Just want to add my voice to the chorus of people looking for a little
more transparency in terms of data storage and entities.  In my ideal
fantasy world I'd be able to see a pie chart that would break down the
percentage of storage that each of my entities was using as a fraction
of the total storage used.  Clicking on an entity's slice in the pie
would bring up another pie chart that would show the fraction of
storage used by that entity's primary store and each of its indices.
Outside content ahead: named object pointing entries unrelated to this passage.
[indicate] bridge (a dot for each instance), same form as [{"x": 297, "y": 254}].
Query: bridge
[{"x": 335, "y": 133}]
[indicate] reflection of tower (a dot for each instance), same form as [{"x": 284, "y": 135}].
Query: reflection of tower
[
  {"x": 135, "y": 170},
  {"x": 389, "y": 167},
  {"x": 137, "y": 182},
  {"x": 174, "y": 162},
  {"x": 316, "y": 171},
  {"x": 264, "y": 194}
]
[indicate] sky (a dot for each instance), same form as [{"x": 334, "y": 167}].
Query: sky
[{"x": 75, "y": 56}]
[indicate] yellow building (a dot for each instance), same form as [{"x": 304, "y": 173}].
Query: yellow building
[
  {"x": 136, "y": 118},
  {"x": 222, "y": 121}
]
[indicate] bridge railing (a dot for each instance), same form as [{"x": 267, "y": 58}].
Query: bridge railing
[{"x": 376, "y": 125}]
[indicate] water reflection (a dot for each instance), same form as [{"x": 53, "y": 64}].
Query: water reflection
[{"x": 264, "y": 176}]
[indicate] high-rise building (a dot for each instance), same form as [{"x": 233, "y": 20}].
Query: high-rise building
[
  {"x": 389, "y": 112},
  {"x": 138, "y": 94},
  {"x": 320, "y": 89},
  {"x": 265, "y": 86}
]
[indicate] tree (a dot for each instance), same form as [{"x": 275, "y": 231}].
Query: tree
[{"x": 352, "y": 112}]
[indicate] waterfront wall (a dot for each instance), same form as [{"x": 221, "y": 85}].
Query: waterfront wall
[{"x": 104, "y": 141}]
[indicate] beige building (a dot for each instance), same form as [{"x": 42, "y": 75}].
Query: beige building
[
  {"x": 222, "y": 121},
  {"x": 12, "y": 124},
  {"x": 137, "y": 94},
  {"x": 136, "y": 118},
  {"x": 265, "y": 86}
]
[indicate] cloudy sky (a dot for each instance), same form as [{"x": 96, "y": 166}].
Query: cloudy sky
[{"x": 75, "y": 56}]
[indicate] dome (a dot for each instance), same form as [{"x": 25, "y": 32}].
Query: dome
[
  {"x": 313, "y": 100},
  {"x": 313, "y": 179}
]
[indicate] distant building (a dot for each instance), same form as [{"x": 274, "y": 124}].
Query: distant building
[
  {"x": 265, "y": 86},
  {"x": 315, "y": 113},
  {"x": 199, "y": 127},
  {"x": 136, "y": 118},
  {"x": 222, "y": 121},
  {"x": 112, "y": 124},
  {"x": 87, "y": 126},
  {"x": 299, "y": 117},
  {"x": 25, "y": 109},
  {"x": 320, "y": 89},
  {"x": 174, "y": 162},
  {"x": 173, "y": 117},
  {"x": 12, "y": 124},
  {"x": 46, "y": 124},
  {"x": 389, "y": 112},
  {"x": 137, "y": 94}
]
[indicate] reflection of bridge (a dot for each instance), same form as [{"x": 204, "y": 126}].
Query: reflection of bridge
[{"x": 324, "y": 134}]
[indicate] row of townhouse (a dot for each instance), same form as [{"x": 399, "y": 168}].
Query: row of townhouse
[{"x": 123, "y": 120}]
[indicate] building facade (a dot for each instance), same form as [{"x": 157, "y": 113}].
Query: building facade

(This second chart may not be necessary once you guys have published
some more info on exactly how different properties and indices
manifest themselves on disk.)

Thanks in advance,
Ben



On Mar 13, 9:57 am, Marzia Niccolai <ma...@google.com> wrote:
> Hi,
>
> There is no 'multiplier' per se on datastore storage.  The issue is that we
> account for both the size of the data stored and the space taken by the
> indices for this data.  As such, the amount of storage you use depends
> specifically on the types of indexes your application has.
>
> We are working on getting better documentation together that will give you a
> good idea on how you can account for the amount of storage an entity will
> take.
>
> Please note that the FAQ on this subject currently is _not_ correct and we
> will be updating it.
>
> -Marzia
>
> On Tue, Mar 10, 2009 at 9:28 AM, Jonathan Ultis 
> <jonathan.ul...@gmail.com>wrote:
>
>
>
>
>
> > I created a model with fixed content that requires ~250b serialized,
> > including all field names, the key, and the kind name, and parent
> > (None). I added 312000 of those to the datastore, for 75 megs of raw
> > data. There are 8 indexable fields, The indices should require no more
> > than 176 megs of additional space, if the indices don't do any sort of
> > column compression. That's 250 megs of raw space.
>
> > But, the data store reports 1GB of space used.
>
> > That suggests perhaps 2x redundancy, plus a 50% fill rate in big
> > table. Or, maybe just 4x redundancy. No idea.
>
> > Anyhow, for now, take your raw object size including kind, key, field
> > names, and field content, and multiply by 10x-15x, depending on how
> > many indexable properties you have, to get your final storage size.